Mathias lui ôta la bouteille des mains et la servit.

– C’est rare, un homme galant. Tu ne m’as pas parlé une seule fois de ta fille, dit Audrey.

– Non, c’est vrai, répondit Mathias en baissant la voix.

Audrey remarqua l’expression qui venait de changer sur son visage.

– Tu en as la garde ?

– Elle vit avec moi.

– Emily, c’est un très joli prénom, où est-elle en ce moment ?

– Avec Antoine, mon meilleur ami, tu l’as croisé dans la librairie mais tu ne dois pas t’en souvenir.
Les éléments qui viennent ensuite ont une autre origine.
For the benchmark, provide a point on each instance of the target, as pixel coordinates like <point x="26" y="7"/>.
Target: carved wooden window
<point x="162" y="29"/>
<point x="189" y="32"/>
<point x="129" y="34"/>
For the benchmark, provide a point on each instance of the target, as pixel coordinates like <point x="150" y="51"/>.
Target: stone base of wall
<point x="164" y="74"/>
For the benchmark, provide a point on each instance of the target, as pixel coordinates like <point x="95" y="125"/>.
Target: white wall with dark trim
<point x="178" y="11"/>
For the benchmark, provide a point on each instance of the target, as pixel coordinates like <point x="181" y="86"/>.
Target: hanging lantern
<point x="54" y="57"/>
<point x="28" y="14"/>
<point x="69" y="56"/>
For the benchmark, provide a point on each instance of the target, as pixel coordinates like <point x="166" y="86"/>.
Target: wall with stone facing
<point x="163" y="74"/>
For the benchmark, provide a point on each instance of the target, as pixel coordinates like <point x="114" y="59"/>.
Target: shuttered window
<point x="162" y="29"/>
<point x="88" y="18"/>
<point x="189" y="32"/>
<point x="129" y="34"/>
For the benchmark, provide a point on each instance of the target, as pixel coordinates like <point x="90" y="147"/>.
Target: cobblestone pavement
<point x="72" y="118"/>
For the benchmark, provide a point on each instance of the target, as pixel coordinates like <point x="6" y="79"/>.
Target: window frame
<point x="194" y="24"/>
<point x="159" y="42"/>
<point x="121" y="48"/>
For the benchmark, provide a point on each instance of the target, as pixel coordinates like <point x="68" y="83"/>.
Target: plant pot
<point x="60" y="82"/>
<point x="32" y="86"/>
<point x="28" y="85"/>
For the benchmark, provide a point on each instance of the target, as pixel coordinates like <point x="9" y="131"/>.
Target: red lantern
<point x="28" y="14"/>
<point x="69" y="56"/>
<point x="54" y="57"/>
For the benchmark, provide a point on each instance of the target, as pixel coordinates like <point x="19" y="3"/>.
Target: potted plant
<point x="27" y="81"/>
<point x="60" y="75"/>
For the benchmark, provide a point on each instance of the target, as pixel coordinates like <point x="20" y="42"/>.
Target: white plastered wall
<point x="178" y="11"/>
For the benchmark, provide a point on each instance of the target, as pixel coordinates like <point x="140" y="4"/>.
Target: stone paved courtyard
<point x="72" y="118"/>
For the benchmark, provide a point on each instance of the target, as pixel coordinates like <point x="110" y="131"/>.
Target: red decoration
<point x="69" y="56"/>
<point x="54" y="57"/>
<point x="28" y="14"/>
C’est un peu grâce à lui que je t’ai revue dans cette cour de récréation.

Le serveur apporta le dessert qu’Audrey avait commandé, un simple café pour Mathias. Elle étala la crème de marrons sur sa gaufre.

– Tu ne le sais pas non plus, reprit Mathias, mais, au début, j’ai cru que tu étais la maîtresse de Louis.

– Pardon ?

– L’institutrice du fils d’Antoine !

– C’est une drôle d’idée, pourquoi ?

– C’est un peu compliqué à expliquer, répondit Mathias en trempant son doigt dans la crème.

– Et sa maîtresse est plus jolie que moi ? questionna Audrey, l’air taquin.

– Oh, non !

– Ta fille et Louis s’entendent bien ?

– Comme frère et sœur.

– Quand la retrouves-tu ? demanda Audrey.

– Ce soir, répondit Mathias.

– Ça tombe bien, dit-elle en cherchant une cigarette dans son sac, ce soir, il faut que je mette un peu d’ordre dans mes affaires.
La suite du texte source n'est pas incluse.